The Rod Cutting Problem is an optimization problem that aims to determine the maximum profit obtainable by cutting a rod into pieces and selling those pieces. Given a rod of a certain length and a list of prices for each piece length, the goal is to find the best way to cut the rod to maximize revenue.

Program Structure

• Input: Length of the rod and an array of prices for each length of the rod.
• Output: Maximum profit that can be obtained from cutting the rod.
• Dynamic Programming: The program uses a 1D array to store the maximum profits for different lengths of the rod.

C++ Code

#include <iostream>
#include <vector>

using namespace std;

// Function to maximize profit by cutting a rod
int rodCutting(const vector<int>& prices, int length) {
    // Create an array to store maximum profit for each length
    vector<int> dp(length + 1, 0);

    // Calculate maximum profit for each length from 1 to length
    for (int i = 1; i <= length; i++) {
        for (int j = 1; j <= i; j++) {
            dp[i] = max(dp[i], prices[j - 1] + dp[i - j]);
        }
    }

    // Return the maximum profit for the full length of the rod
    return dp[length];
}

int main() {
    int length;

    // Input the length of the rod
    cout << "Enter the length of the rod: ";
    cin >> length;

    // Input the prices for each piece length
    vector<int> prices(length);
    cout << "Enter the prices for each piece length (1 to " << length << "): ";
    for (int i = 0; i < length; i++) {
        cin >> prices[i];
    }

    // Calculate the maximum profit
    int maxProfit = rodCutting(prices, length);

    // Output the result
    cout << "Maximum Profit: " << maxProfit << endl;

    return 0;
}

Explanation of the Code

The code consists of the following main components:

• Input Handling: The program prompts the user to enter the length of the rod and the prices for each possible piece length.
• Profit Calculation: The rodCutting function uses dynamic programming to fill a 1D array dp.
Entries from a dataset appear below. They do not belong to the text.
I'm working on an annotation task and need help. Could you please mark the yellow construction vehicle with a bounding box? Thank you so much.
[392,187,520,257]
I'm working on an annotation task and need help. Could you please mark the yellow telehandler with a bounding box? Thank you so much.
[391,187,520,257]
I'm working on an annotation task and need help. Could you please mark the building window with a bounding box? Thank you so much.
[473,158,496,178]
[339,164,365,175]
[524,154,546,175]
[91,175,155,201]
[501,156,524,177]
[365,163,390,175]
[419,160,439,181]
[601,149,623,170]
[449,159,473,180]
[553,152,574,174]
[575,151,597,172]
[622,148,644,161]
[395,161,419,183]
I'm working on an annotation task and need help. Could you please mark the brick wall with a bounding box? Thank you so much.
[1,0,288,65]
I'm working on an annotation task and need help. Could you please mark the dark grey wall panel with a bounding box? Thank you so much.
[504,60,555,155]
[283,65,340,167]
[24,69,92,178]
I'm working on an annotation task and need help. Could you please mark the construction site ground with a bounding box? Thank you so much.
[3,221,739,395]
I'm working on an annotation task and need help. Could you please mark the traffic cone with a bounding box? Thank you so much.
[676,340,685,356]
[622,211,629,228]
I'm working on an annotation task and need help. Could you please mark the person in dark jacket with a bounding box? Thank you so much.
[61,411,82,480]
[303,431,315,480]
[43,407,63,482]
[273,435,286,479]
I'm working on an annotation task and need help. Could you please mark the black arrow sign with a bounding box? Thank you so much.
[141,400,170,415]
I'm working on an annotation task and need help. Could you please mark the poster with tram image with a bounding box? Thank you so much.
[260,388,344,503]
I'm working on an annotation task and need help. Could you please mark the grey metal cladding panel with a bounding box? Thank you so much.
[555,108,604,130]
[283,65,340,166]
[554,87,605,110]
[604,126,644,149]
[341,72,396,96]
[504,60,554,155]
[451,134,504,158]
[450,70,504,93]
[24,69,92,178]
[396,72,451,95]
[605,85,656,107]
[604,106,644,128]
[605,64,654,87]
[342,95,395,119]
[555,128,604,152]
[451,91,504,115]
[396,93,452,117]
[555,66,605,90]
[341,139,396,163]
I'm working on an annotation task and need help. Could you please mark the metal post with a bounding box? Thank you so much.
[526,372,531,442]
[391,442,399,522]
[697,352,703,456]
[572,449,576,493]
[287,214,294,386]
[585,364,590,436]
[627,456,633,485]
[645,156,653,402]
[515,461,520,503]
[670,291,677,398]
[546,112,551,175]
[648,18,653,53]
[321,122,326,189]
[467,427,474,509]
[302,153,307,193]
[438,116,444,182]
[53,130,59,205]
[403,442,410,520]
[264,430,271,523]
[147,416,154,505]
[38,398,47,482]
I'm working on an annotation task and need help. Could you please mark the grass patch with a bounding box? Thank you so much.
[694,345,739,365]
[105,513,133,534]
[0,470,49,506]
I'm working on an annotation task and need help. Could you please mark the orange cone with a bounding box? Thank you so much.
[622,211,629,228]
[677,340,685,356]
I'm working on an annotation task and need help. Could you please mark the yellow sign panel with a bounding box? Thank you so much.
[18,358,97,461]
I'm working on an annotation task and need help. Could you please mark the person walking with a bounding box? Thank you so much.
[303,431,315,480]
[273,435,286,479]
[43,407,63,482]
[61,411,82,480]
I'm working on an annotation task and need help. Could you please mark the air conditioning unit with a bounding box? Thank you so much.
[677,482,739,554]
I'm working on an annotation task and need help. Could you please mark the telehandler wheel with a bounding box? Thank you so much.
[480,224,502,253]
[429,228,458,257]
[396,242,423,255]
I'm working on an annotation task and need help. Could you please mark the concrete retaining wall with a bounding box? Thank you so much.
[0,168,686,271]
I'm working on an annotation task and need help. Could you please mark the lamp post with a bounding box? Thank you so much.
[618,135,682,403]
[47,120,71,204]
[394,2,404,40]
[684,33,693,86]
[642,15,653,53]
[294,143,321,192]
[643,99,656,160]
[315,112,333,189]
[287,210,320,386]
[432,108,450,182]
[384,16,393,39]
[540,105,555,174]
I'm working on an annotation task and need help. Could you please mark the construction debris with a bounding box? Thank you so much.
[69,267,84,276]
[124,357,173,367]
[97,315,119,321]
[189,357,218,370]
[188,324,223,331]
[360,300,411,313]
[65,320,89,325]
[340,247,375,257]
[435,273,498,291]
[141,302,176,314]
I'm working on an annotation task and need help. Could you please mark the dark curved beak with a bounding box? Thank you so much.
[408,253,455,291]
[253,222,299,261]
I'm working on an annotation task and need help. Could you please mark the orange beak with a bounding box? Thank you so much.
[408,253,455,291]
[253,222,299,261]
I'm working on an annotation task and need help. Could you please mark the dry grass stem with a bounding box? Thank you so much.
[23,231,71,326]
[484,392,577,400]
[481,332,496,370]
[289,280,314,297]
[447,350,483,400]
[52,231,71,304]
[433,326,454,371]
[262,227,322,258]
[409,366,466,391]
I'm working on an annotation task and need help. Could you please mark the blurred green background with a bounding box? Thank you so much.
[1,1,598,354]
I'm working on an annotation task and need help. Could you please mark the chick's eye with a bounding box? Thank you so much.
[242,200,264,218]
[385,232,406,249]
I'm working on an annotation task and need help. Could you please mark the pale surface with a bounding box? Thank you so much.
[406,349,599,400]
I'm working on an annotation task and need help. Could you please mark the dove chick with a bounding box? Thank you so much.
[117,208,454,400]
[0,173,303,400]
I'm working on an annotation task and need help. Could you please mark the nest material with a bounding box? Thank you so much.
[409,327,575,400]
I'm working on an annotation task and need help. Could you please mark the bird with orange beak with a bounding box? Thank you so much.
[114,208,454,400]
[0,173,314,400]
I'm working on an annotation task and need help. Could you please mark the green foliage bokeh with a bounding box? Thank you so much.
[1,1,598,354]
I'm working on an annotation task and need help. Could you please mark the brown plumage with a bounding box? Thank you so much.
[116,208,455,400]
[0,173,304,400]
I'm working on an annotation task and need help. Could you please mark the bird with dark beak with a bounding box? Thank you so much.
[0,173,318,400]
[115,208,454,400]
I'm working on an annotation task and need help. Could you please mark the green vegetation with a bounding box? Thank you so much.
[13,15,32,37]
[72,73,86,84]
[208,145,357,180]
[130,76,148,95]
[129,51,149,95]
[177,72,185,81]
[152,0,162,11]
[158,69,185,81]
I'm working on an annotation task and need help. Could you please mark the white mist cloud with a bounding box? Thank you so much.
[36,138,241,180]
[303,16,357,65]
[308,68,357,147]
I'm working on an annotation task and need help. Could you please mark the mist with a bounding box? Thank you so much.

Here, dp[i] represents the maximum profit obtainable from a rod of length i.
• Dynamic Programming Logic: For each length, the function iterates through all possible cuts and updates the maximum profit by comparing the current maximum profit with the profit obtained by cutting the rod at that length.
• Output: The program displays the calculated maximum profit for the given rod length.

Conclusion

This program efficiently calculates the maximum profit obtainable from cutting a rod using dynamic programming techniques, providing a clear strategy for solving optimization problems in resource allocation.